Fifty-five individuals underwent randomization. The median baseline cocaine use was $32.86 in the ketamine group and $36.43 in the midazolam group.
Treatment with ketamine was significantly associated with higher ratings of acute dissociation on the CADSS compared with midazolam. There was no persistent dissociation in either group, and no instances of persistent psychiatric disturbances, clinical worsening, increased drug use, or emergence of new drug misuse were reported.
The proportion of participants with urine-test-confirmed abstinence over the last 2 weeks was 48.2% in the ketamine group, compared with 10.7% in the midazolam group.
Time to Relapse
The proportional hazards assumption was not violated because 53% less participants in the ketamine group went on to use cocaine or drop out compared to the midazolam group.
The two-way interaction between time and treatment on cocaine use was not significant, and the ketamine group maintained its early improvements over the course of the trial.
Craving and Other Measures
The two-way interaction between time and treatment was not significant, and the ketamine group had lower craving scores than the midazolam group. There was no significant change in craving scores over time for either group.

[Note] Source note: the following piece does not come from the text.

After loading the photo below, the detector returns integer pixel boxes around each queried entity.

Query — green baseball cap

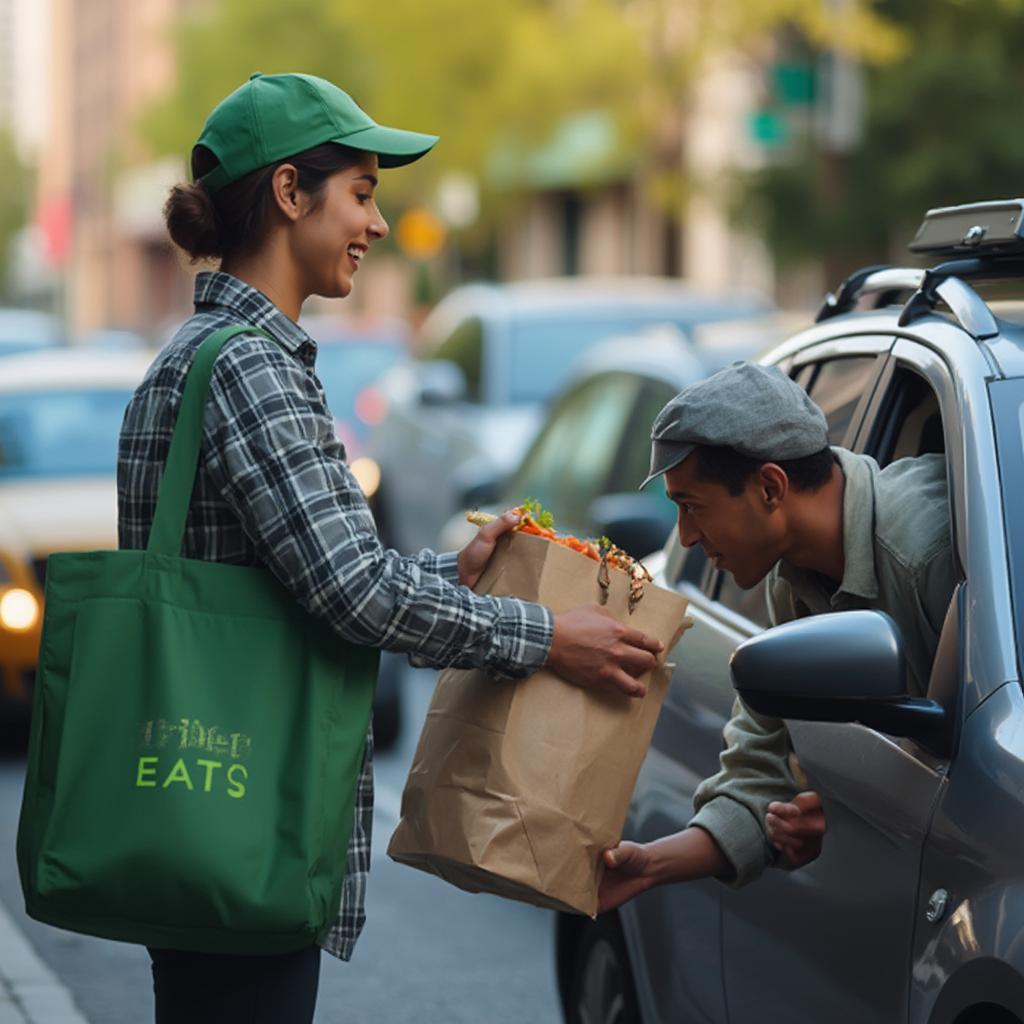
[196,73,437,194]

This is the first clinical trial to investigate the use of ketamine in cocaine-dependent individuals. The study found that ketamine was well tolerated and promoted abstinence, and that ketamine was associated with a lower likelihood of cocaine use, lower levels of cocaine craving, and longer time to relapse.
Ketamine infusions combined with existentially oriented psychotherapy can be used to treat addiction-related vulnerabilities. Ketamine’s mystical-type phenomena may work to provide an experiential stepping-stone toward deeper mindfulness training.
This trial was not designed to evaluate synergy between ketamine and MBRP, but demonstrated that ketamine enhances motivation to change drug use and supports engagement with behavioral treatment. MBRP also appeared to be helpful in carrying forward the effects of ketamine beyond what has been observed in previous research.
Ketamine may have several therapeutic mechanisms, including receptor-specific changes, neurotrophic, modulatory, and even psychological mechanisms. These mechanisms are relevant to substance use disorders as well, and suggest innovative strategies for enhancing or replacing ketamine.
A recent study suggested that opioid-related mechanisms may be involved in the antidepressant effects of ketamine. The study used a behavioral and mindfulness-based framework to guide participants to engage with the infusions in a therapeutic manner.
This trial has several limitations, including a small sample size, minor discrepancies between treatment arms, and a homogeneous sample with minimal psychiatric comorbidity. Future trials should examine the effect of ketamine on individuals with drug dependence and psychiatric comorbidity, as well as sex differences in the response to ketamine.
Although we did not test the integrity of the blind, the psychoactive effects of ketamine can be pronounced and easily identifiable in some cases. The minor deception we enforced to further protect the blind is a limitation as well.
Ketamine was effective at providing individuals already engaged in mindfulness-based behavioral modification with significant benefits, including greater odds of maintaining abstinence, substantial protection from relapse and craving, and lower likelihood of cocaine use.